Утром приходят трое жандармов с саблями и укрепляют решение Энгельхардта. Еще накануне вечером, в Мемеле, тот самый редактор, прекрасно разглядевший нудиста на пляже, заявил на него в полицию. Мол, на косе валяется длинноволосый бродяга, в чем мать родила, — в трех километрах к югу от пляжа с дюнами. Ему, редактору, пришлось осуществить умелый маневр, чтобы провести свою невесту в некотором отдалении от правонарушителя: отвлечь в решающий момент, показав ей стаю перелетных птиц на горизонте или что-то в этом роде, — невозможно ведь терпеть такие безобразия, бродягу нужно задержать, нет, пьяным он вроде не был…

Энгельхардт просыпается, выглядывает из защищенного от ветра окопчика, который устроил для себя накануне, и видит прямо перед собой три пары сапог с заправленными в них форменными брюками; его слегка знобит после по-летнему теплой ночи, жандарм швыряет ему рваное одеяло и очень грубым командным тоном, с литовским акцентом, велит последовать за ними в Мемель: дескать, он, хулиган, находится под арестом; обвинение в нарушении общественного спокойствия — самое малое, что ему могут предъявить. Едва Энгельхардт успевает подняться на ноги и завернуться в кусачее армейское одеяло, один из жандармов — не самая светлая голова — подставляет ему подножку, и наш друг, споткнувшись, падает ничком в песок. Злорадный смех… В сущности, все трое — не самые светлые головы. Когда Энгельхардт оказывается распростертым перед ними, ими овладевает животное желание проявить собственную власть (что характерно для благонамеренных германских подданных): они начинают пинать свою жертву и обрабатывать кулаками, а главный ударяет Энгельхардта по спине рукояткой сабли, потому что тот свернулся в клубок, пытаясь избежать ударов. Энгельхардт наконец находит прибежище в исходящем белой пеной, гудящем беспамятстве.

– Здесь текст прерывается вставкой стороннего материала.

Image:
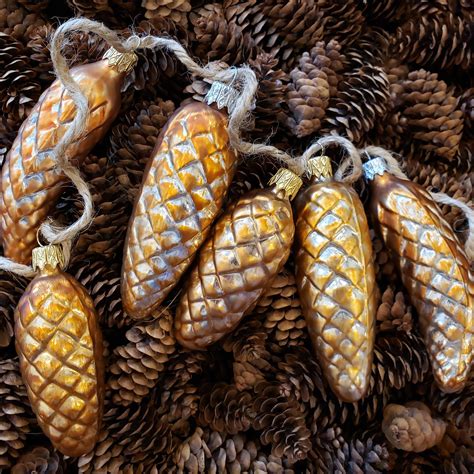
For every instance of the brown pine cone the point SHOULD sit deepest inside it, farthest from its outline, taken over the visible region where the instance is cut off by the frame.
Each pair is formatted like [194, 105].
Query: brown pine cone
[136, 366]
[411, 427]
[16, 417]
[278, 27]
[430, 113]
[313, 82]
[39, 460]
[434, 38]
[393, 312]
[18, 21]
[362, 100]
[281, 422]
[224, 408]
[19, 89]
[176, 10]
[281, 308]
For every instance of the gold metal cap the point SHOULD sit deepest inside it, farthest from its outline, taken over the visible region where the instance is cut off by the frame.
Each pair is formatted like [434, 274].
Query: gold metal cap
[320, 168]
[286, 181]
[121, 62]
[51, 255]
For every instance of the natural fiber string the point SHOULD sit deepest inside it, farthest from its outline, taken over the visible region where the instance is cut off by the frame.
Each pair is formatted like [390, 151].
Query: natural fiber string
[394, 167]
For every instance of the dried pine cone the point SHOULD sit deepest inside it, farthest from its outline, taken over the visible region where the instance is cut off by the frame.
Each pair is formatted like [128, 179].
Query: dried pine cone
[435, 37]
[393, 312]
[282, 312]
[430, 113]
[16, 416]
[39, 460]
[411, 427]
[175, 10]
[137, 365]
[362, 99]
[281, 422]
[313, 82]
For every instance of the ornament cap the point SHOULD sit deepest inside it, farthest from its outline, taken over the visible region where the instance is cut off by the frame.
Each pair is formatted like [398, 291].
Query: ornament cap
[49, 255]
[222, 95]
[121, 62]
[286, 181]
[320, 168]
[375, 166]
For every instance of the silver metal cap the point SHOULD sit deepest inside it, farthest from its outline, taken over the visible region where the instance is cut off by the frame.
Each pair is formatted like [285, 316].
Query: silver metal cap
[373, 167]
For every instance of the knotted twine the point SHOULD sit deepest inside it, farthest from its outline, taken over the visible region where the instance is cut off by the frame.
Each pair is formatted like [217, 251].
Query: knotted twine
[394, 167]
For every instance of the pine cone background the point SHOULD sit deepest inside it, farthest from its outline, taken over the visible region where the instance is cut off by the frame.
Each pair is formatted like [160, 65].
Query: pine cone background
[395, 74]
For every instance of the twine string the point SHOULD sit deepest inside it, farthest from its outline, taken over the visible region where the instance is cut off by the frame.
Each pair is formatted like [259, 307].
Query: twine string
[394, 167]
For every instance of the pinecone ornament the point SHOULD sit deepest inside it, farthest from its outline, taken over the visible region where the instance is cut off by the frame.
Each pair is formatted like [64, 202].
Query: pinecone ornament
[336, 280]
[182, 192]
[31, 183]
[248, 247]
[433, 267]
[59, 344]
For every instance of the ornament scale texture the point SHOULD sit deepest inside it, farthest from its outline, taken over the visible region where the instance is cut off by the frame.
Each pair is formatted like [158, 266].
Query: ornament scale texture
[247, 249]
[59, 344]
[336, 283]
[435, 271]
[182, 192]
[30, 182]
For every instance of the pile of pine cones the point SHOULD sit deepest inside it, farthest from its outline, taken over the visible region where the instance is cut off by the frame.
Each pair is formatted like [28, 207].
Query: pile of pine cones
[391, 73]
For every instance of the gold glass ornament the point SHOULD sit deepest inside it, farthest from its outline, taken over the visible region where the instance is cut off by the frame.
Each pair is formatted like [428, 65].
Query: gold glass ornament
[246, 250]
[31, 184]
[182, 192]
[336, 280]
[433, 267]
[59, 344]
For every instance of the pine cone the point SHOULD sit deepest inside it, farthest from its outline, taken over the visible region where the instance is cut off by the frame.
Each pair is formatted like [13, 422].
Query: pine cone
[137, 365]
[430, 113]
[39, 460]
[16, 416]
[313, 82]
[281, 423]
[363, 98]
[410, 427]
[393, 312]
[18, 86]
[224, 408]
[18, 21]
[434, 38]
[176, 10]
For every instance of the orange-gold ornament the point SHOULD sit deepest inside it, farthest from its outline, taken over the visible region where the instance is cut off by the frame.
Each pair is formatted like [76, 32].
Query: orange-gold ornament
[336, 280]
[246, 250]
[433, 267]
[59, 344]
[182, 192]
[31, 183]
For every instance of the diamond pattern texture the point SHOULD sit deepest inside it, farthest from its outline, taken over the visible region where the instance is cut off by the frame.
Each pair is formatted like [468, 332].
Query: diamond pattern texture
[59, 344]
[182, 192]
[30, 183]
[336, 282]
[435, 271]
[247, 248]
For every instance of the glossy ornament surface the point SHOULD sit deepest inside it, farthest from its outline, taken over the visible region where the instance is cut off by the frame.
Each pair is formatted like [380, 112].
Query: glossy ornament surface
[434, 269]
[182, 192]
[336, 282]
[248, 247]
[59, 344]
[31, 184]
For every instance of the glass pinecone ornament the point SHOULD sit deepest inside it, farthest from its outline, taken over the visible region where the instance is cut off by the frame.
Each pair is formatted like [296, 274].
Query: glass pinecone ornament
[247, 249]
[433, 267]
[336, 280]
[31, 183]
[182, 192]
[59, 343]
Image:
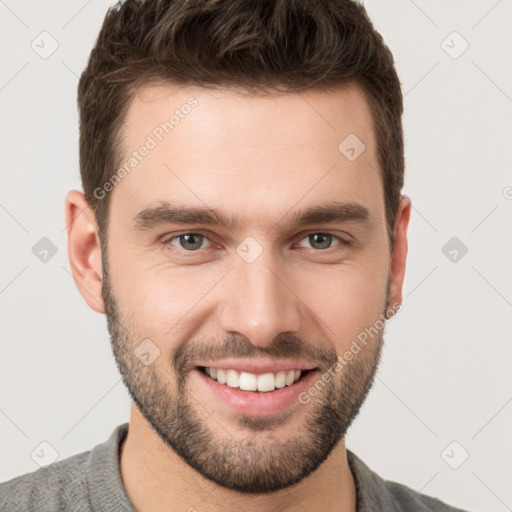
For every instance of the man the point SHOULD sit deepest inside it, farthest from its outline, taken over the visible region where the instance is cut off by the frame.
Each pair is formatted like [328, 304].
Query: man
[243, 229]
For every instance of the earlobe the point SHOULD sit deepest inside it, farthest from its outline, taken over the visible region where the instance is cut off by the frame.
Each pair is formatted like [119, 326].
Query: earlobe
[399, 252]
[84, 249]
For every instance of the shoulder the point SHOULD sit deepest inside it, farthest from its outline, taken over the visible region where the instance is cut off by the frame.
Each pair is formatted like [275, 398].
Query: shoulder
[376, 493]
[413, 501]
[59, 486]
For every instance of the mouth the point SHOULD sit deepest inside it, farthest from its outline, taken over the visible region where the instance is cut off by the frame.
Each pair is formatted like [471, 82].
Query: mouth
[246, 381]
[256, 394]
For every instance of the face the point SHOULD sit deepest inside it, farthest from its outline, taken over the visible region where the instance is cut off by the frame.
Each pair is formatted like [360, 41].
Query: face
[246, 253]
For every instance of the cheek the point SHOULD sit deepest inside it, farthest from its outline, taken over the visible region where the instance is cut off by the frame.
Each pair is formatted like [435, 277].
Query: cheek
[347, 300]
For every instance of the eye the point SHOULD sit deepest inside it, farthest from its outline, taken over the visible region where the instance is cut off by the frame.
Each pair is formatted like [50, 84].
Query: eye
[189, 242]
[322, 241]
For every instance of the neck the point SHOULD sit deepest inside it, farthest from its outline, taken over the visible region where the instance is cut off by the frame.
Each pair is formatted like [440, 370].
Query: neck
[157, 479]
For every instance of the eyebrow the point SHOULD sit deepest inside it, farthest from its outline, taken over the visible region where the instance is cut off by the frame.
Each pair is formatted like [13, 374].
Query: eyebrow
[166, 213]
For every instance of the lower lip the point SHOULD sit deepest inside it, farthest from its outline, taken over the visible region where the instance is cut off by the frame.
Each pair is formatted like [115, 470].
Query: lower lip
[257, 403]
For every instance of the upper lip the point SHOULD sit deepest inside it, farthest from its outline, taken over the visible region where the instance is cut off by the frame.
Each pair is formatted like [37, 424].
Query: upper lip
[257, 367]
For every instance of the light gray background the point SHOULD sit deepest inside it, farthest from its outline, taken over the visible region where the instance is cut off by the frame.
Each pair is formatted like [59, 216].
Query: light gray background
[445, 374]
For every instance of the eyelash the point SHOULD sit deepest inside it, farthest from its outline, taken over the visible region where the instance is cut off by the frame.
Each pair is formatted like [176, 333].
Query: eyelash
[166, 242]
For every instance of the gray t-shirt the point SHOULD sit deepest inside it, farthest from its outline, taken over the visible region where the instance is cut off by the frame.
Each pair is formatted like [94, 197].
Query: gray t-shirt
[91, 481]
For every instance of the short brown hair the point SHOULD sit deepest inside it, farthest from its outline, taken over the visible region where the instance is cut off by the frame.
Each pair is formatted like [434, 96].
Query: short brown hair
[261, 46]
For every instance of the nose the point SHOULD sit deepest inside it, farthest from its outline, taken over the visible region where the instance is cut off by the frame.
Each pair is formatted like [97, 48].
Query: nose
[259, 301]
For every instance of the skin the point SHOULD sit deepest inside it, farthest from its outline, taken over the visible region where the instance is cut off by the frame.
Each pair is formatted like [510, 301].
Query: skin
[260, 159]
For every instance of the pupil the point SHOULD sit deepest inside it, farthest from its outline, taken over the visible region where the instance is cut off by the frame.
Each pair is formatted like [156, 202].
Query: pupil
[188, 243]
[326, 240]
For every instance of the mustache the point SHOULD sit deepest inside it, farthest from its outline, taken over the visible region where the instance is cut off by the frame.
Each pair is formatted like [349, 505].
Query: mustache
[286, 345]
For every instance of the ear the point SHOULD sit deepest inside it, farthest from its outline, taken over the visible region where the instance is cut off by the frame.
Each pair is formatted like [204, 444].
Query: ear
[84, 250]
[399, 252]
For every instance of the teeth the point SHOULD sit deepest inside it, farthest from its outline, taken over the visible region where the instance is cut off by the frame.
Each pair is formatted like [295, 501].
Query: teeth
[252, 382]
[232, 378]
[248, 381]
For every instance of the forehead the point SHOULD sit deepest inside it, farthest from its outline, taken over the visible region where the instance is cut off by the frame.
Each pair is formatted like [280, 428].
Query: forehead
[241, 153]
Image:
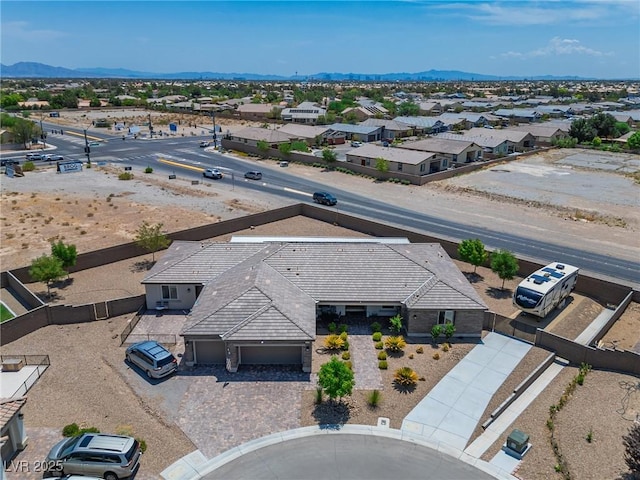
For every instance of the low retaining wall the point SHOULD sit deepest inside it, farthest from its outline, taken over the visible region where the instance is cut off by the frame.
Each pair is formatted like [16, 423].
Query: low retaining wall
[604, 358]
[520, 389]
[18, 327]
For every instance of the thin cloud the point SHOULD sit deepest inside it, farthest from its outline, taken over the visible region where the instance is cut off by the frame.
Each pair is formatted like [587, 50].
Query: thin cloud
[23, 31]
[558, 46]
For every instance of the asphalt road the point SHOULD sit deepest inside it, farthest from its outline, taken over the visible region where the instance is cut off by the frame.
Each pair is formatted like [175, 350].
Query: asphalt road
[182, 154]
[346, 456]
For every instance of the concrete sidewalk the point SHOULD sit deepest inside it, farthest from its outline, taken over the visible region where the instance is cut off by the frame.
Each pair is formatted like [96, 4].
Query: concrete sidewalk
[452, 410]
[500, 425]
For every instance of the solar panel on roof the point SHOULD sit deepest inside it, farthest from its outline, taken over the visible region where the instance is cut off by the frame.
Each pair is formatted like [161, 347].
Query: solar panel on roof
[553, 273]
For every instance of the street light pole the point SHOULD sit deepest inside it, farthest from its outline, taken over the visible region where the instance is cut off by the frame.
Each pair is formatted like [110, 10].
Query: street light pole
[87, 149]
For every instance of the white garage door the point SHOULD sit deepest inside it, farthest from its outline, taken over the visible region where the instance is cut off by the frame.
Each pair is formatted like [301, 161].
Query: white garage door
[209, 352]
[270, 355]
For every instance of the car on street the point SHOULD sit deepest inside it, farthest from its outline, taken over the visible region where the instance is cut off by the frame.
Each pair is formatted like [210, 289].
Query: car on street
[112, 457]
[213, 173]
[155, 360]
[324, 198]
[9, 161]
[253, 175]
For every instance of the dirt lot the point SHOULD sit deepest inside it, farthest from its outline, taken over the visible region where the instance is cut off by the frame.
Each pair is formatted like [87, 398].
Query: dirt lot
[97, 210]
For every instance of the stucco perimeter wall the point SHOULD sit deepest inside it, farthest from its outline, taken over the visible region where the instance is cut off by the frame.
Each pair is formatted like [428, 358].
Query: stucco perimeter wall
[603, 358]
[468, 322]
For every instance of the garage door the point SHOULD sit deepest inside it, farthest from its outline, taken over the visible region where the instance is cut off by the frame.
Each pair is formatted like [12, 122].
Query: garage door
[210, 352]
[255, 355]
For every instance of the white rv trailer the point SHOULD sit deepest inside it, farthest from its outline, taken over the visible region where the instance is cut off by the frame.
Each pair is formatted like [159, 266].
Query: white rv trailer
[544, 289]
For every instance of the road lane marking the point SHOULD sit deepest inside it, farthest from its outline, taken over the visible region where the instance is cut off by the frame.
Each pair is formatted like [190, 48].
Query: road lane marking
[181, 165]
[69, 132]
[287, 189]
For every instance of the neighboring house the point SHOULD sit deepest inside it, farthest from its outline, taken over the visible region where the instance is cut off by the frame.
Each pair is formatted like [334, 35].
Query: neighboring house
[400, 160]
[390, 128]
[252, 135]
[543, 132]
[363, 133]
[422, 125]
[520, 141]
[306, 112]
[454, 150]
[257, 303]
[13, 436]
[310, 133]
[488, 144]
[518, 115]
[256, 110]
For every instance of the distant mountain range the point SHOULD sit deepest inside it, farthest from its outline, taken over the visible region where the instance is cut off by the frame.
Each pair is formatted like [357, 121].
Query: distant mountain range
[40, 70]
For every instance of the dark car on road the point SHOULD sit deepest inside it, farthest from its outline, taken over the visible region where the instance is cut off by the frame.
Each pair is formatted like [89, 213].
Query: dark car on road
[213, 173]
[324, 198]
[253, 175]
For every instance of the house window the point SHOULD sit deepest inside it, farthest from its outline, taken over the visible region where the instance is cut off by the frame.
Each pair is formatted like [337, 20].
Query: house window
[446, 316]
[169, 292]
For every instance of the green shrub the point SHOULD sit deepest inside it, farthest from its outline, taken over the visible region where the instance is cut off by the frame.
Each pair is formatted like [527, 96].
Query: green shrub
[334, 342]
[395, 344]
[143, 445]
[374, 398]
[318, 395]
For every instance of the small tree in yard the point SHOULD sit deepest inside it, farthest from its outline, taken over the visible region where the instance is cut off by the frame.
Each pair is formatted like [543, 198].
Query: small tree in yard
[504, 264]
[46, 269]
[336, 379]
[67, 254]
[631, 443]
[395, 323]
[150, 237]
[436, 331]
[472, 251]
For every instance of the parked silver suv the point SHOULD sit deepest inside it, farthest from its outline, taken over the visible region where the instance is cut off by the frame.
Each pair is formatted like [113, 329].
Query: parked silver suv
[111, 457]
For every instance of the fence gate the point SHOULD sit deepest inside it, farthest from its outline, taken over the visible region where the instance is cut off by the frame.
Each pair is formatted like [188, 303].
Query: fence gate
[100, 310]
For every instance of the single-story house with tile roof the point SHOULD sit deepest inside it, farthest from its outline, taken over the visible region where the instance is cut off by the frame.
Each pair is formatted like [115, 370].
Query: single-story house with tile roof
[309, 133]
[257, 303]
[253, 135]
[488, 144]
[306, 112]
[422, 125]
[13, 437]
[543, 132]
[400, 160]
[521, 140]
[390, 128]
[454, 150]
[363, 133]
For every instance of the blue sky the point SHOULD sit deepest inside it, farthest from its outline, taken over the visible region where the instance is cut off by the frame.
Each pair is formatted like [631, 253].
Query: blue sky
[591, 38]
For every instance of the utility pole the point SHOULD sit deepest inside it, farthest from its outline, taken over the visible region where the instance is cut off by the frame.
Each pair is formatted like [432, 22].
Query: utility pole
[213, 118]
[87, 148]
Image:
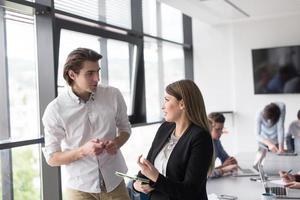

Окунув его в очистительное море — потому что они вдруг осознали, что делают нечто противозаконное и что Энгельхардт уже не шевелится, — жандармы расчесывают ему всклокоченные волосы, утирают сочащуюся изо рта и из носа кровь, напяливают на него балахон и сандалии, обнаруженные неподалеку, в песчаной выемке, и препровождают в мемельское жандармское отделение (отчасти волоча за собой, отчасти заставляя идти), где наш друг проводит мучительную, иначе и не скажешь, ночь, сидя на жесткой скамье и часами вглядываясь одним глазом в дальний угол потолка арестантской камеры (второй глаз у него заплыл).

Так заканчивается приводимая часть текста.